Final answer:
The scale drawing of the pool would be accurate if it maintains a consistent scale of 25 meters to 2 units and reflects a perimeter of 6 units in the drawing, which represents the actual perimeter of 150 meters. This is achieved by adherence to the unit scale and proportions.
Step-by-step explanation:
When creating a scale drawing, it is crucial to maintain the proper scale factor to ensure accuracy in representation. If a student has to draw a pool with a perimeter of 150 meters using a unit scale of 25 meters to 2 units, they would follow these steps:
- Determine the total number of units for the drawing by dividing the perimeter of the actual pool (150 meters) by the scale (25 meters). 150 meters ÷ 25 meters = 6 units.
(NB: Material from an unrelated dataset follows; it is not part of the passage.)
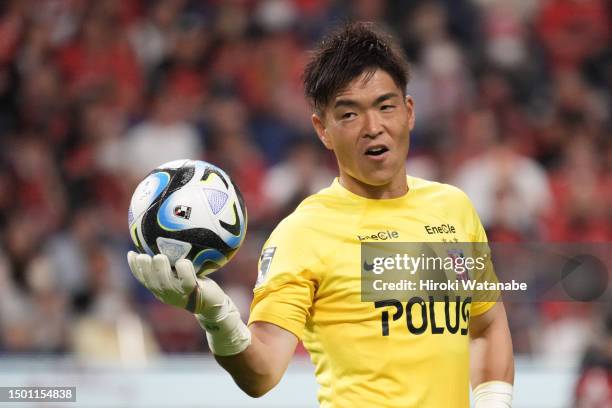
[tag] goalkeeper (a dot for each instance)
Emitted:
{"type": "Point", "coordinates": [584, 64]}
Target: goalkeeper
{"type": "Point", "coordinates": [309, 285]}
- With the total units known, the student can then distribute these units along the sides of the pool to ensure the sum of all sides equals 6 units.
- Draw the pool using these unit measurements ensuring that the total distance around the pool equals 6 units. This will provide a scale drawing that accurately represents the true perimeter of the actual pool.
The drawing is accurate because it follows the rule of proportions, keeping the scale of 25 meters to 2 units consistent throughout the drawing process. Proportionally, the drawing reflects actual distances, ensuring that the representation is true to scale.